Vulnerabilities found in Moxa device, can allow attackers to cause disruption

On Thursday, two crucial flaws were discovered in the industrial connectivity device made by Moxa that can let hackers cause significant disruption.

The Taiwan-based industrial networking and automation solutions provider has addressed the flaws.

The two security holes tracked as CVE-2022-2043 and CVE-2022-2044 and rated high severity, impacts Moxa’s NPort 5110 device servers, which are planned for connecting serial devices to Ethernet networks. The flaws can be exploited by a hacker to cause the targeted device to enter a denial of service (DoS) condition.

Moxa and the US Cybersecurity and Infrastructure Security Agency (CISA) release advisories for the vulnerabilities. Moxa claims that only firmware version 2.10 is impacted and instructed customers to contact the tech support department for help.

CISA told impacted organizations to contact Moxa for a security patch. Moxa and CISA have credited, a researcher at Denmark-based industrial cybersecurity company En Garde Security, Jens Nielsen for reporting the vulnerabilities.

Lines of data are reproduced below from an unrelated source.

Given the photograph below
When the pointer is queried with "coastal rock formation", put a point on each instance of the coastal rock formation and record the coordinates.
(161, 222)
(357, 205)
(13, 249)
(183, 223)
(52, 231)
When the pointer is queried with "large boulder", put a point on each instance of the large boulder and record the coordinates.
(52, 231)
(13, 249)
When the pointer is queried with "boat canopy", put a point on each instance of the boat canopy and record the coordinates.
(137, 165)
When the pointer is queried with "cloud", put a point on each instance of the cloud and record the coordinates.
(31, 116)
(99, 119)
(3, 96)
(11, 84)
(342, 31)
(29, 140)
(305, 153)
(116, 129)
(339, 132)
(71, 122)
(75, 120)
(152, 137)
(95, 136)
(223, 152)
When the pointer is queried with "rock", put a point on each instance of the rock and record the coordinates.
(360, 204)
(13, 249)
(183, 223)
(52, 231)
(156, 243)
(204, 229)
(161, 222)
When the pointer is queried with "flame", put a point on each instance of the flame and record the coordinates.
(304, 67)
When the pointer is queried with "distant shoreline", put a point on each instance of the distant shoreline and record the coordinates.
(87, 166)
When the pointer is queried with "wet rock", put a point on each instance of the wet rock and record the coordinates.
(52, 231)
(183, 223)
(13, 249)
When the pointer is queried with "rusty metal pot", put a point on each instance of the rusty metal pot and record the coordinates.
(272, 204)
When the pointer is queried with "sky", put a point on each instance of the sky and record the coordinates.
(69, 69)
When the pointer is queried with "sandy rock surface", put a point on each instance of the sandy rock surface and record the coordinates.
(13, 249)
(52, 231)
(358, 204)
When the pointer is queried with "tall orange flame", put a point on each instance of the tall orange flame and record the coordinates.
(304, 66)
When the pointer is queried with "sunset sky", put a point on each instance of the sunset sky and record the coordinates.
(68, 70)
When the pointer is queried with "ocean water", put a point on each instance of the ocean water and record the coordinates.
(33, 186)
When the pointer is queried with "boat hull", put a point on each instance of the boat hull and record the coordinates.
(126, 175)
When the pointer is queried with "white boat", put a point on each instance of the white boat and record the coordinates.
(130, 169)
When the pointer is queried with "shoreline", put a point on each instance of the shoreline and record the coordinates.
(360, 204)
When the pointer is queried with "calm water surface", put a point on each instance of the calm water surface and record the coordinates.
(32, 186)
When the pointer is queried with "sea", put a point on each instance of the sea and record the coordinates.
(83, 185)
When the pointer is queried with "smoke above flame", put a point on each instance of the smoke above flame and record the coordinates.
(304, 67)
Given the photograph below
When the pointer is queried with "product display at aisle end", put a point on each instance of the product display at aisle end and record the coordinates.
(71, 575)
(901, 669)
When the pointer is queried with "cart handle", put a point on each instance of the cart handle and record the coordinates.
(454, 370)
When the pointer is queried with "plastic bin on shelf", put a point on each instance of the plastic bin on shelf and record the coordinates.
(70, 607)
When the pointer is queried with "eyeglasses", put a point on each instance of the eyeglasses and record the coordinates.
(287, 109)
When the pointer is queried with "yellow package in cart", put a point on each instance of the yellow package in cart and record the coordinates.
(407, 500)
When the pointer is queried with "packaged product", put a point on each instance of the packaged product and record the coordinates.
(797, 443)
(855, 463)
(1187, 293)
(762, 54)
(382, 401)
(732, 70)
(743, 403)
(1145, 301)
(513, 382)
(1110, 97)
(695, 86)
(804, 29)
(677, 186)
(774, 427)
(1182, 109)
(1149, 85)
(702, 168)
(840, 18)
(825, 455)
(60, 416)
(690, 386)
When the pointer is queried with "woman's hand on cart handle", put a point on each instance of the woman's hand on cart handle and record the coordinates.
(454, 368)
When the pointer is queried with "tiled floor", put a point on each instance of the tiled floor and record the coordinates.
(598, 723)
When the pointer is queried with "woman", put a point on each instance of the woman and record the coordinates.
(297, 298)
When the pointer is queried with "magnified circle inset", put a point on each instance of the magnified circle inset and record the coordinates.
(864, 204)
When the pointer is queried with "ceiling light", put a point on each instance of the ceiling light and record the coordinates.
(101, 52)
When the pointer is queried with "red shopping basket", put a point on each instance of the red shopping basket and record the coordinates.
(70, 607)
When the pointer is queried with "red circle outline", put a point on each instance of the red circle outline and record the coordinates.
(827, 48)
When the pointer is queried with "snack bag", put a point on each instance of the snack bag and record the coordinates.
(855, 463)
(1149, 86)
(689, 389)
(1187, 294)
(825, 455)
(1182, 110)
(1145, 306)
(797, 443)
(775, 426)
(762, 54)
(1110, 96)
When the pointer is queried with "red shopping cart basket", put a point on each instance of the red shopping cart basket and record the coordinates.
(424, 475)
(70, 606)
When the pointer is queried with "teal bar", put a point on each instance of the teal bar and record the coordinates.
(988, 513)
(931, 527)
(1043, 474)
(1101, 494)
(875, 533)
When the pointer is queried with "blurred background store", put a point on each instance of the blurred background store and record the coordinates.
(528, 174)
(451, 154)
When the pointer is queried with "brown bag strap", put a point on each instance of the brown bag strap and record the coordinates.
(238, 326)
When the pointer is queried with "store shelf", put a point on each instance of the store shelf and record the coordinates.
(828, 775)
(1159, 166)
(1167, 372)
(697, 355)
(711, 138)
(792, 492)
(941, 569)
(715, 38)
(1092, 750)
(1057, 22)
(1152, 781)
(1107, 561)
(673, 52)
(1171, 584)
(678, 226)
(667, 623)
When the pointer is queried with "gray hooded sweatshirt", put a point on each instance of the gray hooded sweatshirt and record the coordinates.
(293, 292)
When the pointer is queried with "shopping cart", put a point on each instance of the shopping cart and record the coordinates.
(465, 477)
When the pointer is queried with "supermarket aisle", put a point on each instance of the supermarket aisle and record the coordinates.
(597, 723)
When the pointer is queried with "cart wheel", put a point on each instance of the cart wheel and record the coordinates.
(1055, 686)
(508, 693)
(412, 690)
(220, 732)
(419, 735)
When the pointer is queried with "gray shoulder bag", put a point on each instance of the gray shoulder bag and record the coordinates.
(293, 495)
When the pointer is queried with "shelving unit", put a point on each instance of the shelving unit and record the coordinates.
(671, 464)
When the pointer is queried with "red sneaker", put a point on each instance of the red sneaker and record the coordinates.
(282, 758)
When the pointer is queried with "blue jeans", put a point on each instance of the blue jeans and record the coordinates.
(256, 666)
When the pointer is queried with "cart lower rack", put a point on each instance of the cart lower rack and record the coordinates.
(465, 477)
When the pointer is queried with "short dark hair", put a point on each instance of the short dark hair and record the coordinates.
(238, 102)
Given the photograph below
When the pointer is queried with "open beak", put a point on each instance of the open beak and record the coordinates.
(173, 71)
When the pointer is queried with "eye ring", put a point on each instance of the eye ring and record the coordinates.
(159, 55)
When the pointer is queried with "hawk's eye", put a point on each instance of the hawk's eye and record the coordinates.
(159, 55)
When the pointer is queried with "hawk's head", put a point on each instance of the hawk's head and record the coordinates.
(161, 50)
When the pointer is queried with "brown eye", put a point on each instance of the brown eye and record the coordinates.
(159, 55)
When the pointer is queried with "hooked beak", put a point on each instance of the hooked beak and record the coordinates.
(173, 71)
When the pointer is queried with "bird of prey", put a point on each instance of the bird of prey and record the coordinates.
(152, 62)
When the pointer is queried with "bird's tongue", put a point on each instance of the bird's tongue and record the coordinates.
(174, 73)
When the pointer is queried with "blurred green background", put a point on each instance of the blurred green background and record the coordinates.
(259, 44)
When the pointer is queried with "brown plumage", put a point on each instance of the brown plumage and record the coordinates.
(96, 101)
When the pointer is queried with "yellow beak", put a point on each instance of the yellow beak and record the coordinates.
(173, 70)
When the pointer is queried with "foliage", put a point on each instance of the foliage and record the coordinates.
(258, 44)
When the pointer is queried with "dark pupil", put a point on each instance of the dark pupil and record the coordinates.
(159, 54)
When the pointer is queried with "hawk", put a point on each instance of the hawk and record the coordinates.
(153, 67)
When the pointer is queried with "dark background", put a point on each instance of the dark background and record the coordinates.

En Garde Security owner Mikael Vingaard says that his company’s research department found the vulnerabilities in the first half of March 2022, when the vendor was provided with proof-of-concept (PoC) scripts and videos that show exploitation.

While Moxa NPort devices should not be exposed to the internet, in reality, many are accessible from the web, Vingaard told SecurityWeek. A Shodan search shows that more than 5,000 devices and while there may be some honeypots, Vingaard believes that they all cannot be honeypots.